The Dance of Expansion and Contraction

flamenco dancer
Image by katmary

Initially, creating growth and change can be like stepping out onto a dance floor. We haven’t really started to dance yet, but we’re open to the opportunity and willing to consider trying. Then, as we start to move around, we can be faced with a variety of experiences: joy, happiness, fun, anxiety, fear, and stress. Comfort can turn to discomfort as we attempt to figure out the steps, surrender to the flow, and integrate the experience. Change – even when it’s something we desire, enjoy, and fully embrace – usually brings stress (a lovely form of dukkha) along as a dance partner.

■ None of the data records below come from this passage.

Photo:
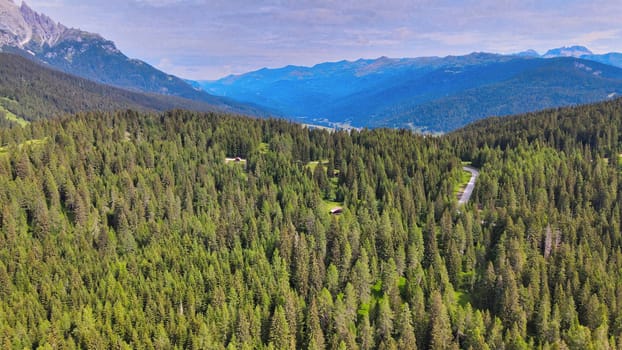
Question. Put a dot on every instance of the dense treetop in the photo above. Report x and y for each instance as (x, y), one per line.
(130, 230)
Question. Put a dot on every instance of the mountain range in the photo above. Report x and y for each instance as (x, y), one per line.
(30, 91)
(428, 93)
(435, 94)
(37, 37)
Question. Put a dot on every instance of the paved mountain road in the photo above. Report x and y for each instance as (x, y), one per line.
(468, 191)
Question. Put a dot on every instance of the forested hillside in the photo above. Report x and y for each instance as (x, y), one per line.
(130, 230)
(30, 91)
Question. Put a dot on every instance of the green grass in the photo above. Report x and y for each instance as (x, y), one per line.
(12, 117)
(264, 148)
(462, 298)
(35, 142)
(465, 176)
(312, 165)
(326, 206)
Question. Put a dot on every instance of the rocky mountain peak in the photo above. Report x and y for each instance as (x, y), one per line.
(21, 26)
(44, 29)
(14, 31)
(568, 51)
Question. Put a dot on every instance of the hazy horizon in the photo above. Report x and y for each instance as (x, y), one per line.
(206, 40)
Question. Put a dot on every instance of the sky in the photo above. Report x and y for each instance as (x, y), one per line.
(210, 39)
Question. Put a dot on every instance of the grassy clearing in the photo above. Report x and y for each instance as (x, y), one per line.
(31, 143)
(12, 117)
(264, 148)
(326, 205)
(462, 298)
(465, 177)
(312, 165)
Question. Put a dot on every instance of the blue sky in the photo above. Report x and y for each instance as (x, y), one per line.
(209, 39)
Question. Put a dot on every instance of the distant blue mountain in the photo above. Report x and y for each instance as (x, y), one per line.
(428, 93)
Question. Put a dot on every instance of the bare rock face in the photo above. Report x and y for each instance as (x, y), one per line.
(14, 31)
(22, 27)
(44, 30)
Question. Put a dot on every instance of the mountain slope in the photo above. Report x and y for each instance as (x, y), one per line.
(434, 94)
(31, 91)
(88, 55)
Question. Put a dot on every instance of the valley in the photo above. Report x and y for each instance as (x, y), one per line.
(135, 220)
(468, 201)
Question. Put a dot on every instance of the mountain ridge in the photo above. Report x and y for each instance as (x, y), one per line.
(91, 56)
(369, 93)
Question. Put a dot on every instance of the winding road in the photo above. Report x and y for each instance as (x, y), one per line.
(468, 191)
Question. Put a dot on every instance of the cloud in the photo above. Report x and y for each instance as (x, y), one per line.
(229, 36)
(165, 3)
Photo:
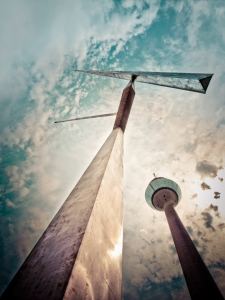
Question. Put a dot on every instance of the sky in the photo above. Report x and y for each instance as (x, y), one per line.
(173, 133)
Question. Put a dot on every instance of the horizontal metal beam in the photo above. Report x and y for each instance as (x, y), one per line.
(90, 117)
(193, 82)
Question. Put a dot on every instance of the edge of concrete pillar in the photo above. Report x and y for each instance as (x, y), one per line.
(63, 249)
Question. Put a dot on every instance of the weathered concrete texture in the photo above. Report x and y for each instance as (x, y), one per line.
(97, 273)
(125, 106)
(87, 229)
(199, 280)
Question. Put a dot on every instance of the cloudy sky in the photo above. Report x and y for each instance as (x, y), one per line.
(173, 133)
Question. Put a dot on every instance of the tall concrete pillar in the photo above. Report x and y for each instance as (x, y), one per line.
(79, 256)
(163, 194)
(200, 283)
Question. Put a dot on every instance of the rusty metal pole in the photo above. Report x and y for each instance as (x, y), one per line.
(200, 283)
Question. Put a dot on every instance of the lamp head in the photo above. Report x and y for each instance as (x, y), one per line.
(162, 191)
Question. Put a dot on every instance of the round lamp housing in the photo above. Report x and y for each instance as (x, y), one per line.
(161, 191)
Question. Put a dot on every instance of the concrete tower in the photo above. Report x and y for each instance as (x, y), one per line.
(163, 194)
(79, 256)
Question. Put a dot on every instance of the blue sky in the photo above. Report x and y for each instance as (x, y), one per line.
(173, 133)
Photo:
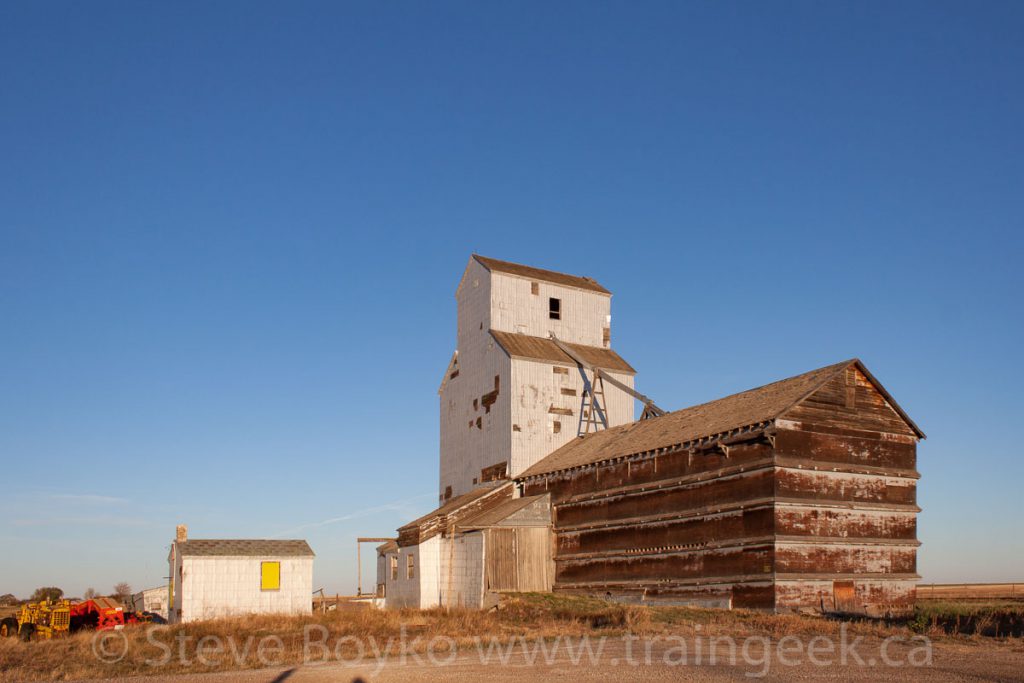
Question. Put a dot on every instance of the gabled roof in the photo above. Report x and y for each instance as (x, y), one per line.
(749, 408)
(530, 272)
(539, 348)
(244, 548)
(387, 547)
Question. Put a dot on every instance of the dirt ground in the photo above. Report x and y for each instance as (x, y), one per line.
(949, 662)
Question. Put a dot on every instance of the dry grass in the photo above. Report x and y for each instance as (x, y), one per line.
(530, 615)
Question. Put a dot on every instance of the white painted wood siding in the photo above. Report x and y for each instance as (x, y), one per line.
(515, 308)
(537, 389)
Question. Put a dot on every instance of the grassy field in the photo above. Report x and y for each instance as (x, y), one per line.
(531, 615)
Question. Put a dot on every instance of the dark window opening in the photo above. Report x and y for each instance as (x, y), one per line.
(555, 308)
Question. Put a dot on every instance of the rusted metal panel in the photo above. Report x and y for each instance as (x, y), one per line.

Currently, I am in the midst of change. My dream is to effortlessly integrate change. Yeah, right, good luck with that one. I am a creature that is overly attached to comfort for sure! Even as I write this I am fending off a mosquito and creating stress and tension due to the impact of being bit. Now, I’m distracted wondering if I should move in an effort to be more “comfortable.” But, it’s too late anyway as I think I already got bit. And so it goes: A microcosm of the issue at hand as I dance between the joy of expanding and constricting due to discomfort.

As I attempt to integrate change, I have been noticing this dance as an ongoing performance. It can feel like swinging back and forth. What I think I want is to find balance and a middle way. This causes me to wonder: Is there really a balanced way to change? Or, is it more likely that – at least initially – the process of integrating change involves a dance between the old and the new? Especially, when it seems like the old and the new are discordant with one another.

Yep, there it is a nice big itchy welt. The irritant left, but the discomfort remains. Another reminder of how even when different states of being present to our awareness that seem conflicting, they can easily coexist.

It’s amusing to me. The process that I am going through while trying to write this is completely mirroring the dance that I’ve been doing. My attachment to comfort speaks out with doubts such as: How are you going to pull this off (whatever “this” is)? What makes you think that you can balance healthy life affirming choices with avoiding and distracting choices? Is there really a middle way?

In spite of all the confusion and bouncing around, I do get the point. As I move towards change, growth, and expanding my life and awareness, there is also an aspect of myself that seeks the comfort of the familiar. This can create a dance routine that bounces back and forth from one extreme to the other. However, I think that is being a bit heavy and overly dramatic. It can be too easy to frame things in black and white when we doubt our choices and coping mechanisms. In other words, when we judge ourselves and deem something as unhealthy that we “need” or “should” change.

In reality, my “extremes” aren’t really that excessive. I am trying to create balance with boundaries and not having to dive into the deep end and stay there. I can gently expand my world. I can allow for periods of adjustment and try to stay open to what is unfolding. Maybe that will mean less variance between expanding and constricting, but I doubt it. Because, I also know that underneath my attempts to seek comfort is an avoidance of discomfort. Ultimately, the goal is the same. I will continue to uproot my sources of discomfort as I feed and nurture my soul awareness.